Hi!

I’m trying to implement a vectorized Rasch model (for reference: Rasch model).

I get the SVI to function, but achieve no convergence with SGD on the guide specified below. With Adam I achieve convergence but low such. With AutoGuide, SGD convergence is better but precision is still bad.
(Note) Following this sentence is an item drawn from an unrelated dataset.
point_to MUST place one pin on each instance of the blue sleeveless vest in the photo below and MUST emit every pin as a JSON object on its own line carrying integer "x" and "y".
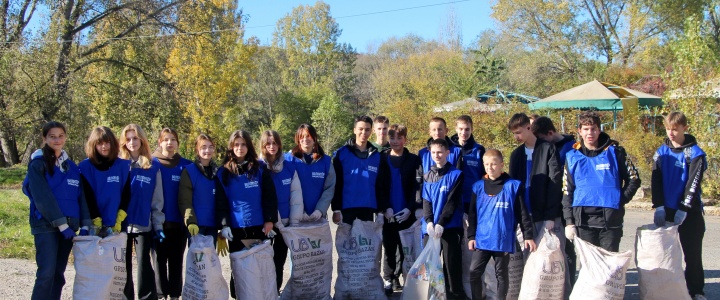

Any suggestions on whether the issue lies with my model or my guide?

Generate data:

```
n_persons = 1000
n_questions = 20
np.random.seed(543678)
true_theta = np.random.normal(loc=0, scale=1, size=(n_persons,1))
true_theta = np.tile(true_theta, n_questions)
true_beta = np.random.normal(loc=0, scale=1, size=(1,n_questions))
likelihood = np.exp(true_theta - true_beta) / (1 + np.exp(true_theta - true_beta))
answers = np.random.binomial(size=(n_persons, n_questions), p=likelihood, n=1) # calculate answers based on theta and likelihood function
answers = torch.tensor(answers).float() # convert to tensor
```

Define model:

```
def rasch(data):
n_persons = data.shape[0]
n_questions = data.shape[1]
person_plate = pyro.plate('person', n_persons, dim=-2)
question_plate = pyro.plate('question', n_questions, dim=-1)
with person_plate:
theta = pyro.sample('theta', pyro.distributions.Normal(0, 1))
assert theta.shape == (n_persons, 1)
with question_plate:
beta = pyro.sample('beta', pyro.distributions.Normal(0, 1))
assert beta.shape == (n_questions,)
with person_plate, question_plate:
# Likelihood
eta = theta - beta
p = 1 / (1 + torch.exp(-eta))
# Observation
obs = pyro.sample('obs', dist.Bernoulli(p), obs=data)
assert obs.shape == (n_persons, n_questions)
return obs, theta, beta
```

Define guide:

```
def rasch_guide(data):
n_persons = torch.tensor(data.shape[0])
n_questions = torch.tensor(data.shape[1])
person_plate = pyro.plate('person', n_persons, dim=-2)
question_plate = pyro.plate('question', n_questions, dim=-1)
with person_plate:
theta_mu = pyro.param('theta_mu', torch.tensor(0.))
theta_sigma = pyro.param('theta_sigma', torch.tensor(1.), constraint=constraints.positive)
theta = pyro.sample('theta', pyro.distributions.Normal(loc=theta_mu, scale=theta_sigma))
with question_plate:
beta_mu = pyro.param('beta_mu', torch.tensor(0.))
beta_sigma = pyro.param('beta_sigma', torch.tensor(1.), constraint=constraints.positive)
beta = pyro.sample('beta', pyro.distributions.Normal(beta_mu, beta_sigma))
return {'theta': theta, 'beta': beta}
```

I also have questions regarding on how to build a model for many posterior parameters, as in this case. I need to be able to extract the posterior beta_mu and beta_sigma, which are as many as there are questions. The only approach I’ve found is sampling from the approximated posterior distribution using the parameterized guide, like so:

```
posterior_distribution = rasch_guide(answers)
theta_posterior = posterior_distribution['theta']
beta_posterior = posterior_distribution['beta']
print(theta_posterior.shape)
print(beta_posterior.shape)
```

However, I’m not sure this is a valid approach at all, as the values I obtain have low correlations with the prior data (true values).